By Barani Krishnan
Investing.com -- Crude markets rose for a fourth time in five days, hitting a high of almost $125 a barrel for a three-month peak, as oil bulls wagered on the rally continuing after positive data on U.S. gasoline consumption set aside fears of demand destruction from record high fuel prices.
China’s emergence from Covid scares could boost greater demand for oil from the world’s largest importer of the commodity, while an oil workers’ strike in Norway this weekend threatens to further curb global supplies, traders said.
“The market remains extremely tight and that is keeping the upward pressure on crude prices,” Craig Erlam, analyst at online trading platform OANDA, said.
London-traded Brent, the global benchmark for crude, was up $3.01, or 2.5%, at $123.58 a barrel.

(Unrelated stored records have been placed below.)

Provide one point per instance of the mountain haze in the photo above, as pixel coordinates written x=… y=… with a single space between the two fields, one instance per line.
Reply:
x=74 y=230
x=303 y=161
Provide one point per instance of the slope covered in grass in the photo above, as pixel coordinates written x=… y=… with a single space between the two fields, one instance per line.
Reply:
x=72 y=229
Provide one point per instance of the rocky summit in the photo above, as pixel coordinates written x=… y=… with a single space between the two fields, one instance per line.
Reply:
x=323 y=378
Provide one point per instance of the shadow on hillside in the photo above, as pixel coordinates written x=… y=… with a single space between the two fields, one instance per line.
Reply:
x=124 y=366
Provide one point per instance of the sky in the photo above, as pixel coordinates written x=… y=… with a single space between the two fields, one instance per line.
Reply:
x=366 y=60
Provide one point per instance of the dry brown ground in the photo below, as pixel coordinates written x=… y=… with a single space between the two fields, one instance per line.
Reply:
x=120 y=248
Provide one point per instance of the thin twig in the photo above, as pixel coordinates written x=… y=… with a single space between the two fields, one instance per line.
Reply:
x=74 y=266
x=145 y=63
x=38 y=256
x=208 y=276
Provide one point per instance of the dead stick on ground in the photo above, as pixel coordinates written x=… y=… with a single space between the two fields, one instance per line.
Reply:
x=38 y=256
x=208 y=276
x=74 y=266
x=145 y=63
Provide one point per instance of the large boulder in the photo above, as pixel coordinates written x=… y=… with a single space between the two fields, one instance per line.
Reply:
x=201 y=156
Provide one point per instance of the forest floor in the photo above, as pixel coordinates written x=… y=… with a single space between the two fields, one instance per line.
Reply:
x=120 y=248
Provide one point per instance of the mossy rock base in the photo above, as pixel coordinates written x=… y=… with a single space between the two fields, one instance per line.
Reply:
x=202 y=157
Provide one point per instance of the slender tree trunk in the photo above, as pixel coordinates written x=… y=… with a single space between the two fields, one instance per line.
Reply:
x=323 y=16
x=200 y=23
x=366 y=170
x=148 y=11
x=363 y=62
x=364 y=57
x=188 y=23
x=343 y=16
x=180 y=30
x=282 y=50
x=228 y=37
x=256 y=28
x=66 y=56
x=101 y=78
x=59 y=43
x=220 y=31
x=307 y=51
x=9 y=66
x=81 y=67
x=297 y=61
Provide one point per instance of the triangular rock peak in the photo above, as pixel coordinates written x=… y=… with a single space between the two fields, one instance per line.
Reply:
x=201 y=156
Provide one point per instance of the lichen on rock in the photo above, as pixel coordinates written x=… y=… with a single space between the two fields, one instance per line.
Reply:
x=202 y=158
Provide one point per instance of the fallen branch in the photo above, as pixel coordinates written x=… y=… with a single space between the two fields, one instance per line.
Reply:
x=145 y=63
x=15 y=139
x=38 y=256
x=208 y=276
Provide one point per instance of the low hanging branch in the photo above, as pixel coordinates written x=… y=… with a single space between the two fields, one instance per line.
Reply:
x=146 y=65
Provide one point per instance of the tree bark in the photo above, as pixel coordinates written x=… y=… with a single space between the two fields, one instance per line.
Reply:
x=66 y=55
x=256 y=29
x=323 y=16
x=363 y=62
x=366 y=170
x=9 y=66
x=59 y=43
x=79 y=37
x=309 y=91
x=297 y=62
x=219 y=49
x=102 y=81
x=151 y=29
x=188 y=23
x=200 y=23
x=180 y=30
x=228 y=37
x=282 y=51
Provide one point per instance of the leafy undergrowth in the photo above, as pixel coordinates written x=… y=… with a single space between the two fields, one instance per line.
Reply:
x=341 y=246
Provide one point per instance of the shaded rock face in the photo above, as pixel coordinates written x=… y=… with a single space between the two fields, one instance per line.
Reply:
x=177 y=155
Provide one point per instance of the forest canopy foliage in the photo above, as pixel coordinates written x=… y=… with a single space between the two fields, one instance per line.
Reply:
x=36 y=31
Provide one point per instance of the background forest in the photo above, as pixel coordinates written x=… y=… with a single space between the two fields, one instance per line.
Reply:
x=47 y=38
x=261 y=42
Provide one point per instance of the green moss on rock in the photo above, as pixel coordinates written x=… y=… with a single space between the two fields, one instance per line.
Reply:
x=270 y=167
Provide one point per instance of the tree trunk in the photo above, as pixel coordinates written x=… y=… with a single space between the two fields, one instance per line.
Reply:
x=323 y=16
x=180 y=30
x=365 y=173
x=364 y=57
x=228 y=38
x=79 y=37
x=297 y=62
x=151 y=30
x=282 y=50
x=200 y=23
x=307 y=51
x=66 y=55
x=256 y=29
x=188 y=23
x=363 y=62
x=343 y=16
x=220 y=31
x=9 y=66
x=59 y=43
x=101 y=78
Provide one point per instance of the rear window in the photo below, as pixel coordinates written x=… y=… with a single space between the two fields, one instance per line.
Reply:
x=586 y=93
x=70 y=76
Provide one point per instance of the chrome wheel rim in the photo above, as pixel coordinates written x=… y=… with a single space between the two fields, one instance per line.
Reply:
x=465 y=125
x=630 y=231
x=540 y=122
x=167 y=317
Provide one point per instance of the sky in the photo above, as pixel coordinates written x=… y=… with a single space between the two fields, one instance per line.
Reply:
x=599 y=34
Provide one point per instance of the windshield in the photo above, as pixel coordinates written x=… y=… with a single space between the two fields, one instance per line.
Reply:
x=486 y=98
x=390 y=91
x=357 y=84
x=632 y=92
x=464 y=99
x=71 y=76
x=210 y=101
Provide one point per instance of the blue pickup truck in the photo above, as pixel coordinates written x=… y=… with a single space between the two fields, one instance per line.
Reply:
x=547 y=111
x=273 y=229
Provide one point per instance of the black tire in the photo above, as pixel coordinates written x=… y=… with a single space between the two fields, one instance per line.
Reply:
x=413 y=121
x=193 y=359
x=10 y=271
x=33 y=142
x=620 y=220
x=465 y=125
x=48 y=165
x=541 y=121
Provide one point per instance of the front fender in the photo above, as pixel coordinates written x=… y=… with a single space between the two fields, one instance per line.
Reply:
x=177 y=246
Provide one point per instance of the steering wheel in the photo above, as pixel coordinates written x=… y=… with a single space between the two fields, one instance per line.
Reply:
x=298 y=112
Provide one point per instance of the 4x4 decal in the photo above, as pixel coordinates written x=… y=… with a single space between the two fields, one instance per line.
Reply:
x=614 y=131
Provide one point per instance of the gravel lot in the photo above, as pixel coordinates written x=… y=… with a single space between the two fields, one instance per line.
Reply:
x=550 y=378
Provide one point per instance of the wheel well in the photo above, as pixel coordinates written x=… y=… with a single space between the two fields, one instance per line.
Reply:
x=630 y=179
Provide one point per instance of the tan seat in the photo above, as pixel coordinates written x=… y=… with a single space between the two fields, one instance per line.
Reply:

Brent earlier hit an intraday high of $124.38, its highest since 14-year peaks of above $130 reached on March 9 after the invasion of Ukraine that triggered Western sanctions on Russian oil that upended the global energy market. The global crude benchmark is up almost 60% so far for this year.
West Texas Intermediate, the New York-traded benchmark for U.S. crude, settled up $2.70, or 2.3%, at $122.11 per barrel, after a session high of $123.15. Year-to-date, the U.S. crude benchmark is up more than 62%.
Wednesday’s rally came after the Energy Information Administration reported that U.S, gasoline inventories fell last week by 812,000 barrels against market expectations for a build of 1.08 million barrels.
The EIA said gasoline production increased last week, averaging 10 million barrels per day. But gasoline supplied to the market — a measure of demand for America’s main automobile fuel — averaged 9 million barrels daily, down by less than 1% from the same period last year.
Oil bulls pounced on that data, ignoring higher stockpiles for crude oil and distillates reported by the EIA.
Crude inventories rose by 2.03 million barrels against a forecast decline of 1.92 million and against the previous week’s drawdown of 5.07 million.
Balances of distillates — or middle-of-the-barrel oil that is refined into diesel for trucks, buses, trains and ships; fuel for airplanes and heating oil for homes — rose by 2.59 million barrels versus a projected build of 1.06 million and the previous week’s draw of 530,000 barrels.
Exports of U.S. crude also showed a staggering drop, falling to 2.23 million barrels daily from the previous week’s level that was just shy of 4 million barrels a day.
“It’s a question of cherry-picking the data you want and the long-end of the market has got its nose completely buried in gasoline now, which are showing weekly net draws despite record pump prices,” said John Kilduff, partner at New York energy hedge fund Again Capital.
Gasoline averaged a record high of $4.955 a gallon at U.S. pumps on Wednesday, up from $3.060 a year ago. Diesel averaged an all-time high of $5.719 versus the year-ago level of $3.201 per gallon.
Average prices aside, many U.S. pumps are already selling gasoline at well above $5, with one in Mendocino, about 150 miles north of San Francisco, reportedly asking just 40 cents shy of $10 a gallon. Diesel in many parts of the U.S. West Coast, particularly California, already retails at above $6.
Also boosting sentiment in oil was EIA data showing the US Strategic Petroleum Reserve falling by a record of more than 7 million barrels last week, some two million more a week than in mid-May, as the Biden administration increasingly relies on the emergency oil reserve to reduce a supply deficit and tamp down all-time highs in fuel prices.
The SPR’s balance stood at 519.3 million barrels for the week ended June 3, down 7.3 million barrels from the prior week to May 27, the Energy Information Administration (EIA) said in its Weekly Petroleum Status Report released Wednesday.
The drawdown compares with the 5 million barrels taken out of the oil reserve during the week to May 13.
The SPR balance itself remained at 35-year lows, hitting a trough last seen in March 1987.
“Weekly SPR draws are likely to remain around these levels or maybe go even a little higher based on the outflows scheduled between the end of May and October,” said Again Capital’s Kilduff.
The Biden administration is in the process of withdrawing some 180 million barrels from the SPR between May and October in a bid to ease the supply gap in crude and dampen some of the surge in pump prices of fuel.